FST. So this kind of behaviour based application technology is more like monitoring the application to pick up unusual behaviour once the firewall has been penetrated?
AC.
Yes that’s correct. The typical deployment of this kind of technology can be in two places: in front of the firewall or behind the firewall. This kind of technology is designed to detect attacks that look very similar to legitimate traffic, which means the firewall will find it very hard because of its limited capabilities in understanding the behaviour of the user to decide whether it is a legitimate user or not. In this case the behaviour based defence takes responsibility – it has learnt the characteristics of the normal user, and can identify abnormal activities generated by new attacks and prevent it.

It can be infront or after the firewall. I think this kind of application is designed better to sit after the firewall – so the unauthorised users will be filtered by the firewall, and the authorised users will be inspected by the behaviour based technology.

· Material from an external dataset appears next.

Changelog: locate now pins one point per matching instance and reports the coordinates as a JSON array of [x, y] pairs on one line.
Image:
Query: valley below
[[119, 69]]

Having said this, because the behaviour based technology uses statistical analysis, it must collect enough information before it can come into a robust description about the traffic behaviour. Therefore, application vulnerabilities that can be exploited through one or very few packets (these types of attacks are usually defined as ‘single bullet’ attacks) will usually not be detected by the behavioural approach. This brings us to the conclusion that behavioural-based and signature-based technologies are complementary solutions.

FST. Is this why Charles Kolodgy, Research Director at IDC, has said that security software that combines signature based approaches with advanced behavioural technology will have an advantage over signature based technology alone?
AC.
Yes, the signature-based and behaviour-based security technologies form a complementary solution that covers more threats than each one can cover by itself. This is why, as Charles said, an advanced behavioural technology will have an advantage over a product that is based only on signature technology.

The behaviour-based technology detects new (zero-day) attacks such as denial of service, worms propagation, brute-force attacks, any activity that is part of pre-attack probes that the attacker generates before the attack. These activities are not detected effectively by the signature approach, because most of the time they spread so quickly and the signatures can’t be updated in time. As we mentioned though the signature-based technology can detect known ‘single bullet’ attacks that cannot be identified by the behaviour technology.

Charles’ point was that a security product which includes both signature and behavioural technologies and was designed to effectively divide detection ‘responsibilities’ between them, will achieve better security performance over a security product that implements just one technology.

Enterprises are targets for both known and zero-day attacks. Therefore the combination of technologies must be included in the security product that protects them.

FST. Do you have any final thoughts you’d like to add on your own solutions?
AC. Radware’s Network IPS (DefensePro) introduces a ‘smart’ balance between behavioural-based and signature-based technologies. As mentioned, it allows Radware’s DefensePro to be entirely independent of signatures for the detection of both known and zero-day threats. Because signature detection engines require deep packet inspection (DPI) operations that consume large amounts of CPU resources, large sizes of attack signature database lead directly to performance degradation. Radware’s solution is considered to be more scalable (in terms of performance) because it needs to maintain fewer signatures than other products. So we offer better security and better network performance.

Avi Chesla currently serves as VP Security for Radware Inc. Chesla is responsible for defining the security roadmap of Radware’s Network Intrusion Prevention System, the theoretical basis for current and future security products, and research and design of the of the core algorithms of the product. Avi has published a number of patent applications and articles in the area of Network Intrusion Prevention and traffic behaviour analysis.